2-6
実はサクラの中、唯一、演劇部自体に関係のないものがいた。
こっこだった。
羽賀とは友人で、今回のサクラ役をこっそり頼まれていた。事情は詳しく知らされておらず、何のことかと出ていけばこの感動の有り様。
誰かのために何かをしたくなる。それって、やっぱり間違いじゃないんだよね。
でもこれくらい私も上手くやれたらいいんだけど。
こっこは、一香のことを思う。
大好きな一香の笑顔。幸せそうな笑顔。今のハガちゃんみたいな笑顔、きらめかせてほしいな。そんな想いは、普段縁もゆかりもないプレミアムをどうにか入手して(実際にはパックしか入手していないが)青野くんと話すきっかけを作ることに繋がった。
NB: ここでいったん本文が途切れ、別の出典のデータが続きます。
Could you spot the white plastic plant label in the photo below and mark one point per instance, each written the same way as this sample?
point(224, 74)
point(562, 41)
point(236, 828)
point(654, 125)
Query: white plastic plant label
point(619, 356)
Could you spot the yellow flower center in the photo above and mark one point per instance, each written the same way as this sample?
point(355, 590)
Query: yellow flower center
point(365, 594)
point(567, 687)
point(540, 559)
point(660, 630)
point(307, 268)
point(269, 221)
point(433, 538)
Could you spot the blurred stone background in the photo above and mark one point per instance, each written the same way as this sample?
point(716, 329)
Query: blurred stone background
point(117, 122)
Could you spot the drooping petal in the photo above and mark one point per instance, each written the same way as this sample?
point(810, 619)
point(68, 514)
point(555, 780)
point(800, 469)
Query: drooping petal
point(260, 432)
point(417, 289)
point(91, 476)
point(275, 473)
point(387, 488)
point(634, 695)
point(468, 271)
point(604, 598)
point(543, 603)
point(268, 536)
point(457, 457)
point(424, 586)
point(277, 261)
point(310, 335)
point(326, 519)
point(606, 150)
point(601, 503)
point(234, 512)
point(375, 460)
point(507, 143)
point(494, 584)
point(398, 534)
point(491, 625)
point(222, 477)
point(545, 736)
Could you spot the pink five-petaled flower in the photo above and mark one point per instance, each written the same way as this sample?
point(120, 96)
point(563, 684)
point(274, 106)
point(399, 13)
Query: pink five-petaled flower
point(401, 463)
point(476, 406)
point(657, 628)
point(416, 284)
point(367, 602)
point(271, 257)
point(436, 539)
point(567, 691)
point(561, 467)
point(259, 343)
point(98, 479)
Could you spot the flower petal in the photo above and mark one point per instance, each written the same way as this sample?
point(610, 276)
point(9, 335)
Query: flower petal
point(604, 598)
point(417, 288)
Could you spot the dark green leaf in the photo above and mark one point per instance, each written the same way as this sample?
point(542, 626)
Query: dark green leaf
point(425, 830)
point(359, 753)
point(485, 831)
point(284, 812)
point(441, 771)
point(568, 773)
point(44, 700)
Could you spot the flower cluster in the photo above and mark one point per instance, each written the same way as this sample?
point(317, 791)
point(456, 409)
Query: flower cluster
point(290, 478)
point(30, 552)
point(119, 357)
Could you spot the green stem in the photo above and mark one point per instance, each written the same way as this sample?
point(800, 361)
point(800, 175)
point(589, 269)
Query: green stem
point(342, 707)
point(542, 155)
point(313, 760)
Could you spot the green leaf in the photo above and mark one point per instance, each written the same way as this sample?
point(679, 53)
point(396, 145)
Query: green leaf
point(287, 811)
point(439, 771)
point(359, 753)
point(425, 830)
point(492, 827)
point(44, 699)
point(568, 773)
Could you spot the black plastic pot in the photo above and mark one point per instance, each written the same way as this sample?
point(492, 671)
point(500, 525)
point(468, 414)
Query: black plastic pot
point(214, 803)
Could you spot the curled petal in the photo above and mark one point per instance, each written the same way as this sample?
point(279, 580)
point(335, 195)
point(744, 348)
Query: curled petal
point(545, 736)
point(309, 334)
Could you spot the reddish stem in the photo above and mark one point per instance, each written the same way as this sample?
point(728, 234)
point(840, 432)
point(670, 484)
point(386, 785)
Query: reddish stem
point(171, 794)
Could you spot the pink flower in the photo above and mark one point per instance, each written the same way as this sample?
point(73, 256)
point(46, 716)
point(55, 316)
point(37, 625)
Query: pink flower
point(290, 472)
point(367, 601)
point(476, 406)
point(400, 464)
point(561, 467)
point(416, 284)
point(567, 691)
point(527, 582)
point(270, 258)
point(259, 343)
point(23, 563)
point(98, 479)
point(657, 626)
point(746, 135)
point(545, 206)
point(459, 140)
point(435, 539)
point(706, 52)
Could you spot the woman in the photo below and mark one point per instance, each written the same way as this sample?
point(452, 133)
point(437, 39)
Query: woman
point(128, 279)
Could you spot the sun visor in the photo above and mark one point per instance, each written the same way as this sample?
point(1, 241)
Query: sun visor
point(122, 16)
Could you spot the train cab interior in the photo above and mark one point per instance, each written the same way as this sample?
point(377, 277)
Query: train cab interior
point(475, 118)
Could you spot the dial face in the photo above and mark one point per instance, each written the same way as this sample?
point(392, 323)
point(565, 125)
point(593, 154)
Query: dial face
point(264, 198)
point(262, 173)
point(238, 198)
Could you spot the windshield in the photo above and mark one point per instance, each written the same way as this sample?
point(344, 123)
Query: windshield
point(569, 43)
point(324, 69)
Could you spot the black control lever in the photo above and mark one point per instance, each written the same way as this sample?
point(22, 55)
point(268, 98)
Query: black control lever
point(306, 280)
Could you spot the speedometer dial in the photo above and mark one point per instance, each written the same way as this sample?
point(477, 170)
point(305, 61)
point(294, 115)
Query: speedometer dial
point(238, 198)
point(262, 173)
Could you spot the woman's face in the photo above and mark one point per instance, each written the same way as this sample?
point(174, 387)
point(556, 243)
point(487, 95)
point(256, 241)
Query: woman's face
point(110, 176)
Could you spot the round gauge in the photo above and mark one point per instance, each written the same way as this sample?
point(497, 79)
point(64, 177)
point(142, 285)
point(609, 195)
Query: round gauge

「でもスマートじゃなかったよなぁ。怪しまれてたし。多分バレたし」
小さく呟く。
こっこの両頬に涙の線が引かれていく。
周りの一年生はギョッと引いたけれど、熱気ままならない空気の中、特に気にもとめず、ただ未来の自分たちを思い描いて盛り上がっていた。
こっこにも優しい芽が、息づいている。
スマートにやれなかった、そういう悔しい思いもあるにはあるが、今日の公演に参加して、こっこは自分が許されたような気持ちになっていた。
そんな安堵の涙であった。
そうだ、ハガちゃんにもこの前の焼きそばのこと、話してみようかな。
春のようなあたたかさが心を満たしている。
こっこは既読をつけたままにしていたRINEを開く。涙に濡れた手が、フリックの反応をバグらせて、誤字だらけのへんてこな文章が、飛んでいって、とどいた。